The availibility of unisex bathrooms at FHS

FHS currently has around 36 bathrooms, with two of them being unisex restrooms. The main gender-neutral bathroom is located on the lower level of the A-building. It requires a key to enter, which is available to access in the main office, no questions asked. 

While FHS does have unisex bathrooms, the students are sometimes uneducated on how to access them, whether it is due to the spread of misinformation or just from a fear to ask. The students may also feel uncomfortable using gender-assigned bathrooms and can feel trapped. The gender neutral bathrooms are far and few on the FHS campus. If they need to use the bathroom during class, some may have to walk across campus to the office to retrieve the key and then walk to the bathroom and back. 

For many, the unisex bathrooms on campus are a safe haven. 

“[It’s] only one person’s bathroom,” an anonymous FHS freshman said. “That just sounds like paradise to me, to be honest.” 

These issues and the benefits surrounding gender neutral bathrooms have not gone unnoticed. The district has been working towards finding solutions to increase accessibility and facilities. At the moment, Monta Vista High School has three gender-neutral restrooms, while Cupertino High School and Lynbrook High School both have two. 

“We have the biggest campus, and next year we’ll have the most amount of students total,” FHS Dean Connor Smith said. “So in terms of gender neutral [bathrooms], I think we might be either exactly the same as everyone else or slightly behind, but we’re working to expand it.”

The districts efforts have been successful in expanding the availability of these bathrooms; however, some students want them to be more accessable.

“Our school should have more and they should be more easily accessible because there’s a lot of people who would benefit from using them,” FHS junior Wren Iswandhi said. “I don’t think that the reasons why [FHS] doesn’t have them are good enough. I know that other schools in the district have them without keys.”

Even though there are two gender neutral bathrooms at the moment, according to Smith that number will at least double over the next year

Another project FHS administration is working on is to create a gender-neutral locker room, an amenity that students at Homestead High School currently have access to.

The keys to FHS gender neutral bathrooms are easily available in the office, but it still requires students to actively seek them out instead of just walking into a bathroom. There are reasons to have the current system though, and even those who would rather not have the keys understand the administration’s reasoning.

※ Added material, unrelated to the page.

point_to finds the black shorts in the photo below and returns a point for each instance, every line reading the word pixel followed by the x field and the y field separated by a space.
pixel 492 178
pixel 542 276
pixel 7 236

“I see why they would want strict regulation,” the anonymous freshman said. “From what I experience in the bathrooms there are people doing beauty stuff in there or are just going in to vandalize it and just take up all the space and all the time.”

The keys create an extra barrier for students attempting to misuse the bathrooms, but also a barrier for those who want to use them properly. In fact, in past years, students have taken the restroom key and not returned it, meaning that for a period of time no one was able to use the bathroom. 

According to Smith it is a difficult balance to maintain, because they want the information about the bathrooms to get to people who need it, but also want to prevent misuse and keep those bathrooms up and running. Administration is still having difficulty with how much to advertise the existence of the bathrooms.

“I honestly struggle with that piece, publicizing it, because then in a way it outs anyone who uses that bathroom, because people see them going in and out,” Smith said.